Digital Detox : Upaya Pengendalian Diri Dari Kecanduan Sosial Media



Barangkali tidak semua orang dapat menyadari atau mau mengakui bahwa dirinya telah kecanduan sosial media. Tidak dapat dipungkiri bahwa perkembangan teknologi informasi dan komunikasi yang begitu pesat telah memudahkan kita dalam banyak hal, pada era digital seperti sekarang sosial media mempunyai peran yang cukup penting dalam pola komunikasi sehari-hari bahkan telah menjadi gaya hidup yang tak dapat kita hindari. Tentu saja demikian sebab sosial media dapat menjadi wadah pengaktualisasian diri, menjadi pilihan untuk berekspersi.

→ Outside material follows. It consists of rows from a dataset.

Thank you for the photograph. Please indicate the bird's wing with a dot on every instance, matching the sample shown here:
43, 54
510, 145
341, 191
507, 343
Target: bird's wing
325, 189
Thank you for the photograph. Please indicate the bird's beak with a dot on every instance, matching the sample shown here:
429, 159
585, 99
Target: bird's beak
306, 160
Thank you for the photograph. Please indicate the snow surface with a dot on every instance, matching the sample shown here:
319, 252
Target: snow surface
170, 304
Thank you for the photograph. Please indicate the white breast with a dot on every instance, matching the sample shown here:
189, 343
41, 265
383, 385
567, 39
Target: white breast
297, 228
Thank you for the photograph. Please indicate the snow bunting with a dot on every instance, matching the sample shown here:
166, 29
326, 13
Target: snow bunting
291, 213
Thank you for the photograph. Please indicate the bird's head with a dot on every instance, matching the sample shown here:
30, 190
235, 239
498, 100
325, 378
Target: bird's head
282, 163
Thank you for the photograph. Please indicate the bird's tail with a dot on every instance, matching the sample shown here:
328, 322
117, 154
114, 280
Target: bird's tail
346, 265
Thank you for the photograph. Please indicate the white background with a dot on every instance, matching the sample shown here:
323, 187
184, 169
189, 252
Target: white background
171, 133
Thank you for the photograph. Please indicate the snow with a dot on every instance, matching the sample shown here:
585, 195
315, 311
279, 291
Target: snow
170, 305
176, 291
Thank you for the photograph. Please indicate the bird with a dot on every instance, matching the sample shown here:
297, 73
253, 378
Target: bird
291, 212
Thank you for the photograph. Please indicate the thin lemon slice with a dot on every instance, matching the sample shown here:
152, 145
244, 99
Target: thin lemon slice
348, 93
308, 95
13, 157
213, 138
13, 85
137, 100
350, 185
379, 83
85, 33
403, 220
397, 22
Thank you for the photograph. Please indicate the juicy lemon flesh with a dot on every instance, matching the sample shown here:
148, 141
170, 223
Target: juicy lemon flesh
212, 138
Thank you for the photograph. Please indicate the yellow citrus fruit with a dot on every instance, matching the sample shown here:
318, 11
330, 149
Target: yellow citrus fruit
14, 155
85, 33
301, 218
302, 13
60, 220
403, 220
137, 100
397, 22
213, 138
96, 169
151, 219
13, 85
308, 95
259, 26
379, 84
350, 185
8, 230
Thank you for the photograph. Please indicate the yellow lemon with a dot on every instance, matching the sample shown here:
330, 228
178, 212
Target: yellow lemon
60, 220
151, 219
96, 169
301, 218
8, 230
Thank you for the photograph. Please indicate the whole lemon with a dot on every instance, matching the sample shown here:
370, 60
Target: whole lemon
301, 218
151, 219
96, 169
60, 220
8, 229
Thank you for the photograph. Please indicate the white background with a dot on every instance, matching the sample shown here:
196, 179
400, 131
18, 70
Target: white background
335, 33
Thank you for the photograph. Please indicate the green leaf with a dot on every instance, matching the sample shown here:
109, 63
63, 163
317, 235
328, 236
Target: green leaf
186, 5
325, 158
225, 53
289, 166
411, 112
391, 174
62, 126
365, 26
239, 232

Orang-orang yang pada dunia nyata sulit untuk mengekspresikan dirinya, terkadang menemukan tempat yang tepat untuk menunjukkan dirinya di dunia maya.

Mungkin semuanya akan terlihat sangat wajar karena kita hidup di era digital dan tidak akan pernah benar-benar bisa melepaskan diri sepenuhnya dari semua aktivitas di dunia maya. Tetapi, pernahkah kau mengingat-ingat berapa jam dalam sehari yang kau habiskan untuk berseluncur di dunia maya ? Seberapa sering kau mengecek gawaimu ? Atau seberapa besar interaksi di dunia maya mempengaruhi mood mu ?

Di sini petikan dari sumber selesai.